Among Faba bean studies, Salau et al., (2023) used an end-to-end CNN model and achieved 98.14%. Jeong and Na (2024) used a CNN on labeled leaf images, resulting in 91.00%. Mostafa et al., (2025) used a sequential CNN and reached 98.92% accuracy with an expert-preprocessed dataset. The present study used EfficientNetB0 on 8,021 expert-labeled Faba bean images and achieved 95.39%. This performance is higher than several earlier works but slightly lower than models trained on smaller or more specialized datasets.
 
Real-world deployment challenges
 
Field-based disease diagnosis presents substantially greater complexity than laboratory-controlled image classification. Variations in illumination caused by uneven sunlight, shadows from overlapping leaves, camera angle differences and background clutter can significantly alter leaf appearance. Such lighting variation was observed to reduce model confidence, particularly for early-stage infections where visual symptoms are subtle and spatially localized. Occlusion caused by overlapping foliage further complicates detection, as partial leaf visibility limits the availability of discriminative texture and color features. In addition, mixed infections, where multiple diseases co-occur on the same leaf, introduce ambiguous visual patterns that challenge single-label classification frameworks. These factors collectively explain why field-acquired datasets typically yield lower accuracy than laboratory datasets, despite more realistic deployment relevance.

This study presented an EfficientNetB0-based model for classifying four major faba bean leaf diseases using 8,021 field images, achieving a high accuracy of 95.39% with strong precision, recall and F1-scores across all classes. The results show that the model effectively distinguishes between healthy, rust, gall and chocolate spot leaves, demonstrating good generalization and stable learning. However, several limitations exist: the dataset covers only four disease categories, lacks early-stage symptom images and is restricted to specific geographic locations; only one architecture was tested; and environmental or temporal factors were not included.

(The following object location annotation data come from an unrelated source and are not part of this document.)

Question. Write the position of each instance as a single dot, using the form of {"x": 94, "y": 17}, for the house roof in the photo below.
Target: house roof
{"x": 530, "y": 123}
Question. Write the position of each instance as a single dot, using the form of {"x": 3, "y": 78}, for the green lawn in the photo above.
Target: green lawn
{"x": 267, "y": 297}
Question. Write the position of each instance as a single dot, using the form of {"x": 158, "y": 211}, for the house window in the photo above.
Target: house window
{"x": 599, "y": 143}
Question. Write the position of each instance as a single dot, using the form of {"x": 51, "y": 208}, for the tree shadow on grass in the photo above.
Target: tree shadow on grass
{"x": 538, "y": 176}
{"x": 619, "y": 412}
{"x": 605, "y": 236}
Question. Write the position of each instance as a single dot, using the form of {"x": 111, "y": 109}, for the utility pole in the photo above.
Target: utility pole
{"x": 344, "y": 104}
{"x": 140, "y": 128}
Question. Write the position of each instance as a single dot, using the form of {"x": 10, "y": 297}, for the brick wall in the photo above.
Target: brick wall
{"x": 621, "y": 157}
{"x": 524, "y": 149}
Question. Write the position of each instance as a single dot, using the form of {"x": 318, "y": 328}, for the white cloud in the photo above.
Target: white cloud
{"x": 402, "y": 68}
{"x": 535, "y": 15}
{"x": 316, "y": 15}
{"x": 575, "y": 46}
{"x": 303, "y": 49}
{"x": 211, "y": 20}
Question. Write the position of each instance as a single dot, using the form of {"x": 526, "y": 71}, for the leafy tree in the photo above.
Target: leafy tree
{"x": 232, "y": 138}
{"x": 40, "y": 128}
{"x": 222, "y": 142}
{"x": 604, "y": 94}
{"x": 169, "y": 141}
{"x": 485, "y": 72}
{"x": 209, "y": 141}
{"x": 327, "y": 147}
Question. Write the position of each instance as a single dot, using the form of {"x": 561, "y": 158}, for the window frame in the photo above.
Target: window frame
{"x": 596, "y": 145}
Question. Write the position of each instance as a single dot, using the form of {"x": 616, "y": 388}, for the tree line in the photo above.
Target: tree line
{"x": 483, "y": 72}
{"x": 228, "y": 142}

Future work should expand the dataset to include more diseases and diverse conditions, explore advanced architectures such as EfficientNetV2 or transformer-based models, integrate multispectral or drone-based data for higher sensitivity and develop lightweight mobile applications to support real-time field diagnostics.

Funding details
 
This research received no external funding.
 
Authors’ contributions
 
All authors contributed toward data analysis, drafting and revising the paper and agreed to be responsible for all the aspects of this work.
 
Disclaimers
 
The views and conclusions expressed in this article are solely those of the authors and do not necessarily represent the views of their affiliated institutions. The authors are responsible for the accuracy and completeness of the information provided, but do not accept any liability for any direct or indirect losses resulting from the use of this content.
 
Data availability
 
The data analysed/generated in the present study will be made available from corresponding authors upon reasonable request.
 
Availability of data and materials
 
Not applicable.
 
Use of artificial intelligence
 
Not applicable.
 
Declarations
 
Authors declare that all works are original and this manuscript has not been published in any other journal.
 
Ethical approval and consent
 
All field images of Faba bean leaves were collected with the consent of the farm owners. The study did not involve any endangered species or human/animal subjects requiring formal ethical approval. Data collection adhered to standard agricultural research practices and local regulations.

The authors declare that they have no conflict of interest.